In questo libro ho immaginato di percorrere una galleria di ritratti del desiderio composti dai modi principali con i quali Jacques Lacan ne ha definito l'esperienza. Per ciascuno di questi ritratti ho proposto una sosta e un commento concepito per essere accessibile anche ai non conoscitori della psicoanalisi e dell'opera di Lacan. Il lettore spero potrà apprezzare la ricchezza di questa strana galleria e farsi almeno un'idea del peso tutto particolare che la psicoanalisi assegna alla parola "desiderio". Ho ritenuto urgente la pubblicazione di questo libro non solo per omaggiare Lacan a trent'anni dalla sua scomparsa, ma per ribadire l'importanza di non lasciare cadere la sua lezione sul desiderio che trovo di grande attualità non solo per la psicoanalisi, ma per intendere la cifra antropologica e sociale più generale del nostro tempo. In L'uomo senza inconscio avevo proposto una lettura psicoanalitica di questa cifra — della quale fece uso abbondante il rapporto del Censis del 2010 — fondata sull'idea che una nuova malattia si fosse diffusa, sotto una miriade di spoglie, in Occidente. Ho chiamato questa nuova malattia: estinzione, eclissi, spegnimento, tramonto del desiderio. L'Occidente capitalista, che ha liberato l'uomo dalle catene della miseria trasformandolo in un homo felix, ha prodotto una nuova forma di schiavitù: l'uomo senza inconscio è l'uomo senza desideri, condannato a perseguire un godimento schiacciato sul consumo compulsivo e perennemente insoddisfatto.

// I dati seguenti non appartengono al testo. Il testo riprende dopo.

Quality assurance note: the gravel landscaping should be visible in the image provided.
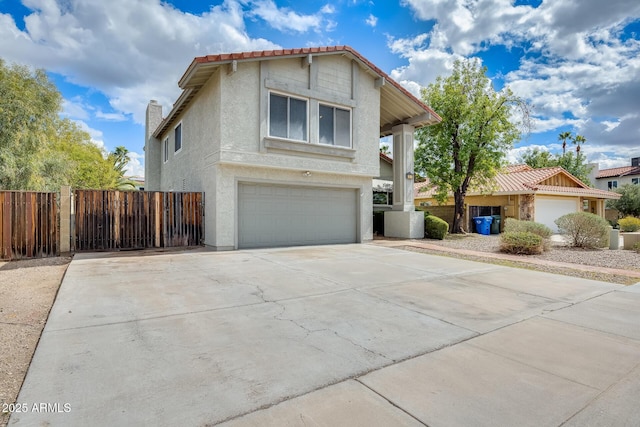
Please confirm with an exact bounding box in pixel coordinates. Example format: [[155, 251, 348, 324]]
[[0, 257, 71, 427], [404, 233, 640, 285], [425, 234, 640, 271]]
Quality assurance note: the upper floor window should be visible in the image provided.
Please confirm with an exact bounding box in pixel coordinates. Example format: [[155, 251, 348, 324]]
[[173, 123, 182, 153], [319, 104, 351, 148], [269, 93, 307, 141], [162, 137, 169, 163]]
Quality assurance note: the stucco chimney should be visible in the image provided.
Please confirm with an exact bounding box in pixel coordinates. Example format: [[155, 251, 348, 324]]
[[144, 99, 162, 191]]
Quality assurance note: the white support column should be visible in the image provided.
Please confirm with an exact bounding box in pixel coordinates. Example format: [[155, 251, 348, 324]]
[[384, 125, 424, 239], [391, 125, 415, 212]]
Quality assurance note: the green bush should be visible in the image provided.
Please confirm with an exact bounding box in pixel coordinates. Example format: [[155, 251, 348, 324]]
[[555, 212, 609, 249], [500, 231, 544, 255], [424, 214, 449, 240], [504, 218, 552, 251], [618, 216, 640, 231]]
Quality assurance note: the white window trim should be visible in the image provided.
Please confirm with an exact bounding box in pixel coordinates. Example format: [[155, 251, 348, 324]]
[[317, 101, 353, 149], [267, 90, 311, 144], [173, 120, 184, 156], [162, 136, 169, 164]]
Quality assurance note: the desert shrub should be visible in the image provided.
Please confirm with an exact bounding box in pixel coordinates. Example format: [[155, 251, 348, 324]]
[[618, 216, 640, 231], [504, 218, 552, 239], [555, 212, 609, 248], [424, 215, 449, 240], [500, 231, 544, 255], [504, 218, 552, 251]]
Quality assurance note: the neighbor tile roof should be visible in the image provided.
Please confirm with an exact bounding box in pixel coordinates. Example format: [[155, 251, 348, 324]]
[[596, 166, 640, 179], [414, 165, 619, 199]]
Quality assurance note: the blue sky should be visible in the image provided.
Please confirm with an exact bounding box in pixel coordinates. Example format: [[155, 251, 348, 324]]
[[0, 0, 640, 175]]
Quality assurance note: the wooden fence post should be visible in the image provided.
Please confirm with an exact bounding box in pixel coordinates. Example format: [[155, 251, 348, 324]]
[[60, 185, 71, 254]]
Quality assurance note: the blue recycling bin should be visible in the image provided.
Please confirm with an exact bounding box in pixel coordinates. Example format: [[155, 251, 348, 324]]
[[473, 216, 493, 236]]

In una sua celebre conferenza milanese agli inizi degli anni Settanta, di fronte a un pubblico spaesato, Jacques Lacan affermava che il discorso del capitalista era fatalmente destinato a "scoppiare". C'era, sosteneva con una speciale chiaroveggenza lui che era politicamente un liberale conservatore, qualcosa di "folle", di "infernale", di "insostenibile" in quel discorso. Non stava ovviamente parlando da economista, non interveniva sul tema marxista del crollo del capitalismo e non stava nemmeno offrendo una analisi sociale del fenomeno del capitalismo e delle sue differenti versioni storiche. Lacan era piuttosto interessato a cogliere la dimensione pulsionale di quell'economia che individuava nell'affermazione di un godimento cinico, individualista, centrato sulla fede feticistica nei confronti dell'oggetto e, soprattutto, sulle sue false promesse di redenzione. Per raffigurarlo proponeva l'immagine hitchcockiana di una seggiola a rotelle fatta viaggiare a una velocità folle e ingovernabile.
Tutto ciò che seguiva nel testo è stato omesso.